Recensione: “Lupo Nero” – Sempre quando si narra una favola, cala la notte.
Lupo Nero
di Antoine Guilloppé
Carmelozampa edizioni.
“Questa è la mia vita e non è una favola (…) Io devo andare nel bosco, devo incontrare il lupo, altrimenti la mia vita non avrà mai inizio” C. Pinkola Estès.
Sempre quando si narra una favola, cala la notte. Iniziare un racconto fa sì che un cielo nero e una falce di luna spuntino nell’immaginario di chi ascolta. Ma le storie non sono quasi mai mero intrattenimento, esse sono sempre cariche di energia archetipa e conducono verso la “morale della favola”, la luce, l’illuminazione, il bianco.
Il bianco e il nero, sono colori-non colori, contengono tra loro l’intero intervallo cromatico, come l’alfa e l’omega.

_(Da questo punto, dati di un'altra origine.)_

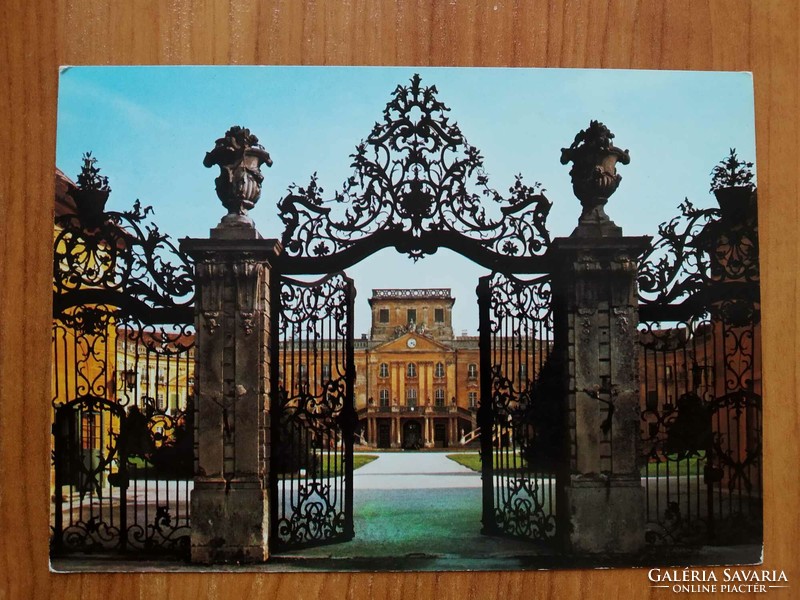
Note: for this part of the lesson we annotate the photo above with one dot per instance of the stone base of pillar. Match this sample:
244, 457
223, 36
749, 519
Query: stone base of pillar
606, 515
234, 526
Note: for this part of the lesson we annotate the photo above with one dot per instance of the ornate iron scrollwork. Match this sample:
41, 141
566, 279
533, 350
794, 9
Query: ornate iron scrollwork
521, 423
312, 443
119, 261
123, 377
421, 186
701, 419
697, 251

Sono gli estremi di uno stesso universo. La simbologia di questi due colori è potente.
Per Jung il nero è il colore che genera e partorisce la vita: “Il nero è il colore delle origini, degli inizi, degli occultamenti nella loro fase germinale, precedente l’esplosione luminosa della nascita”.

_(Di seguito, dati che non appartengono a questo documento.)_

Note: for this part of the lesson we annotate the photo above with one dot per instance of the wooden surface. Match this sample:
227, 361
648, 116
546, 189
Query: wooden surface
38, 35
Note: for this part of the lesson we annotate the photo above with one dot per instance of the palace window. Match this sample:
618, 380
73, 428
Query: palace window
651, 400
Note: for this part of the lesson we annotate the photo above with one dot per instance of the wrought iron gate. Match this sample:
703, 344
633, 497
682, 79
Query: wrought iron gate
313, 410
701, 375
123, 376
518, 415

Kandinskij al contrario, facendo un parallelo tra musica e colori, pensa al bianco come a un “nulla giovane”, un grande silenzio, una pausa musicale. Il bianco come luogo delle possibilità, della nascita, come una tela non ancora dipinta. Il nero di contro rappresenta il silenzio finale, “la pausa conclusiva”, un nulla senza nessun altro futuro.
Proprio tra i silenzi del bianco e del nero nasce il silent book Lupo Nero.
Un libro senza parole dedicato soprattutto all’infanzia, dove la narrazione si sviluppa attraverso i disegni di Antoine Guilloppé. I silent book sono libri capaci di superare le barriere linguistiche e di arrivare in maniera diretta e arcana alla parte più profonda di chi sfoglia le loro pagine.
Lupo Nero lavora su più dimensioni di lettura, con immagini immediatamente riconoscibili e, soprattutto, ben ritmate tra loro, mette in campo le angoscie più antiche: il buio, il bosco, il lupo…
Il “silenzio” della parola fa spazio alle personali paure dei singoli lettori. Non si impiega molto ad arrivare in fondo alla storia, ma in quel breve lasso di tempo, avvengono avventure, confronti, riflessioni. Ci si apre alla crescita, mentre si affronta il proprio batticuore.
La sagoma di un lupo è costruita a partire dalla lama dei suoi occhi bianchi su fondo nero, cresce camminando lì dove c’è l’ombra e viene alla luce nel forte, drammatico contrasto cromatico con la paura di un bambino.
Come non restare coinvolti di fronte a un primo piano del lupo o a un paesaggio notturno di un bosco in bianco e nero? La tensione incalza quando le due entità l’una bianca, l’altra nera, il lupo e il bambino, sembrano entrare in conflitto e arrivare a ferirsi. Il ritmo della storia diviene vertigine e non può che avvicinarli in una eterna antichissima danza che li conduce al finale inatteso.
Come in una profezia il colore bianco esplode ovunque. Pulite, taglienti, accattivanti, le tavole dei disegni catturano lo sguardo, il contrasto tra bianco e nero è sfruttato splendidamente.
Da sempre questo contrasto ha incarnato valori positivi o negativi, il bene o il male, rispondendo bicromaticamente alle prime domande che l’uomo si è posto. L’autore tuttavia, forzando la simbologia tradizionale ci invita a cambiare sguardo e prospettiva.
Perchè se è vero, come affermava Kandinskij, che bianco e nero sono due silenzi, due pause, è pur vero che una pausa finale può coincidere con quella iniziale di una vita nuova. Così si comprende la morale della favola: trovare il coraggio di andare nel bosco, incontrare il lupo e continuare a vivere a colori.
Antoine Guilloppé è nato a Chambéry. Dopo aver studiato alla scuola Emile Cohl di Lione, è passato all’illustrazione per bambini. Attualmente vive a Parigi. Ha illustrato numerose copertine di romanzi. Pubblica album per l’infanzia come autore-illustratore, tra cui Georges and Rose, Akiko the Curious, Loup Noir e Pleine Lune. Molti dei suoi libri hanno ricevuto premi letterari.